BSE: Der Wahnsinn kommt industrieverarbeitet daher. Ob „Hummel-Hummel“oder „Exquisit“– Warnung vor Dosen-Labskaus  ■ Von Lisa Schönemann

Die Hamburger Gesundheitsbehörde hat gestern vor dem Verzehr von Labskaus gewarnt. Die hanseatische Spezialität in der 400-Gramm-Dose sei offenbar unter Verwendung britischen Rindfleisches hergestellt worden. Nach Ermittlungen der Staatsanwaltschaft hat ein Hamburger Händler rund 1900 Büchsenmahlzeiten an Feinkostgeschäfte in Hamburg und in den benachbarten Ländern geliefert. Weitere 6400 Dosen konnten sichergestellt werden. Die Büchsen wurden mit acht verschiedenen Etiketten versehen. Ob im Hamburger Labskaus „Hummel Hummel“, ob in Loof's Husumer Labskaus,in Reinickes Labskaus „Exquisit“oder im „Admiralstopf“– in allen Dosen ist dasselbe drin.

Das Risiko einer Infektion mit dem auch für den Menschen gefährlichen BSE-Erreger wird von Experten unterschiedlich eingeschätzt.

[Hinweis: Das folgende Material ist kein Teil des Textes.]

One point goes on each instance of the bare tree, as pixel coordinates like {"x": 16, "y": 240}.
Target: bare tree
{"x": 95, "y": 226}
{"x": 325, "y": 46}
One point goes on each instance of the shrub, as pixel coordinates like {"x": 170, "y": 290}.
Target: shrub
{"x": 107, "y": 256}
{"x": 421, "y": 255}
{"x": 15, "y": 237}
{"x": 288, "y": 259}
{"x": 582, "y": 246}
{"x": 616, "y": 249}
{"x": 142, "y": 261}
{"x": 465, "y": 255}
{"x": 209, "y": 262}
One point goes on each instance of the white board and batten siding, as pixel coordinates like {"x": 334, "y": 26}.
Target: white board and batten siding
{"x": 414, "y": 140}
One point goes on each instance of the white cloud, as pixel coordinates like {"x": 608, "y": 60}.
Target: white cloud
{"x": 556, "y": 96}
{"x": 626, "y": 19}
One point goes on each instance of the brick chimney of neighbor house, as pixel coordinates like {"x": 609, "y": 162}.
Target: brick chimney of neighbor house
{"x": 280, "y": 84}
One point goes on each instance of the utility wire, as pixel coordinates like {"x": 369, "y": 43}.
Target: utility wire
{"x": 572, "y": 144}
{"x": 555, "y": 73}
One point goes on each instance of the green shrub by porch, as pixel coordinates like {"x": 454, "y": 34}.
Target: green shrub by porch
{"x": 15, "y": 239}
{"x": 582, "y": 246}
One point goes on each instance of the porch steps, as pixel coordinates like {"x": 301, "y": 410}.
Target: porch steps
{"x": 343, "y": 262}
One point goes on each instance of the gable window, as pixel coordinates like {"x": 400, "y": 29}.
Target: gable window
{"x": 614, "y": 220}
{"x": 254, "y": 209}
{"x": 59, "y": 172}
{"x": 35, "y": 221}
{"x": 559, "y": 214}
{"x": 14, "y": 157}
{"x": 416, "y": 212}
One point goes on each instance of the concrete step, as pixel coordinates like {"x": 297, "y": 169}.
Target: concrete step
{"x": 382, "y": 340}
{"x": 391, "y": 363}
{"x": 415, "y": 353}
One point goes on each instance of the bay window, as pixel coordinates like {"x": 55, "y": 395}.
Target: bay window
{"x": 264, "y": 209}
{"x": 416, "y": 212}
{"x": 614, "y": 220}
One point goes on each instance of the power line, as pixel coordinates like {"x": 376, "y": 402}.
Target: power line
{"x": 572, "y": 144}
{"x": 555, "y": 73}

Ein Zusammenhang zwischen Creutzfeldt-Jakob, einer Erkrankung des Gehirns, und der Tierseuche Bovine Spongiforme Enzephalopathie (BSE) kann jedoch nicht ausgeschlossen werden. „Das Problem ist, daß man bei dem verarbeiteten Fleisch genetisch nicht nachweisen kann, ob es sich um deutsches oder britisches Rindfleisch handelt“, erläutert Petra Bäurle, Sprecherin der Hamburger Gesundheitsbehörde. Da außerdem die Struktur des BSE-Erregers bisher nicht bekannt ist, lasse er sich weder am lebenden Tier noch im Schlachtfleisch nachweisen.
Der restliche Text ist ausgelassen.